Ha portato in scena opere di Fassbinder, Marlowe, Seneca, de Beauvoir e due omaggi a D’Annunzio e Margot Fonteyn. Da diversi anni, però, i testi li realizza lei stessa.

Scrivere testi per il teatro, sceneggiature per il cinema, racconti e libri per ragazzi fa parte del mio percorso, che cerco di rendere ogni giorno più profondo, accurato. E il più lontano possibile dall’ovvietà, dalla mediocrità… che detesto.

Le ultime regie dei suoi spettacoli sono tutte curate dal suo compagno, Rodolfo Martinelli Carraresi. Come descriverebbe il vostro legame?

Rodolfo è il mio compagno da più di venticinque anni e padre dei miei due meravigliosi figli, è  naturale pensare di costruire insieme anche un percorso artistico. Ma, ovviamente, sono felice di affrontare esperienze lavorative pure con altri registi. Per esempio, ora sono in scena con Il seduttore di Diego Fabbri e diretto da Alessio Pizzech. Lo spettacolo ha debuttato al San Babila di Milano e affronterà  una tournée di due anni. Poi, è in uscita il film L’ultima fattucchiera, di Eugenio Attanasio e Davide Cosco, racconto di Cecilia Faragò, l’ultima donna processata per stregoneria nella Calabria del ‘700. E ho accettato, con piacere, di lavorare con Giovanni Virgilio nel suo La bugia bianca, storia degli stupri etnici in Bosnia.
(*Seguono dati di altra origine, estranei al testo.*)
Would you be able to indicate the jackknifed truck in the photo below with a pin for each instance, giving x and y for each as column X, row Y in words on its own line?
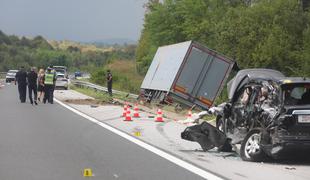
column 186, row 74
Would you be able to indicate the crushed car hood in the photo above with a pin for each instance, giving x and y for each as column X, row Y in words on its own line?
column 248, row 74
Inevitabile non parlare degli scandali sessuali che negli ultimi mesi hanno scosso il mondo dello spettacolo (e non solo). Tra Harvey Weinstein, le accuse rivolte a Fausto Brizzi e la continua, delicata questione della disparità di genere.

Da anni, come testimonial di Amnesty International, mi occupo di tenere sempre viva l’attenzione  contro la violenza di genere e la volgarità che la donna subisce. Ho portato in scena e scritto diversi testi su questo argomento, tra cui Safa e la sposa bambina e Sui gradini del cielo dedicato a Sara Di Pietrantonio, che tra l’altro ho conosciuto. (I testi faranno parte del volume Angelo, edito da Armando Curcio Editore in uscita nel 2018, ndr). Credo si debba lavorare molto sull’educazione, intervenire su istituti scolastici e formazione: unici strumenti che permettono la progressione di un popolo. Vorrei che le arti sceniche fossero materie di studio importanti fin dai primi anni della scuola dell’obbligo come già, da sempre, in molti paesi europei. I giovani dovrebbero tenere alta la propria autostima, attraverso la pulizia della propria coscienza e il continuo desiderio di conoscenza. Questo è quello che insegno ai miei figli, a loro dico sempre: «Combattiamo le cause, perché è inutile criticare gli effetti se non si lavora sull’origine di un male».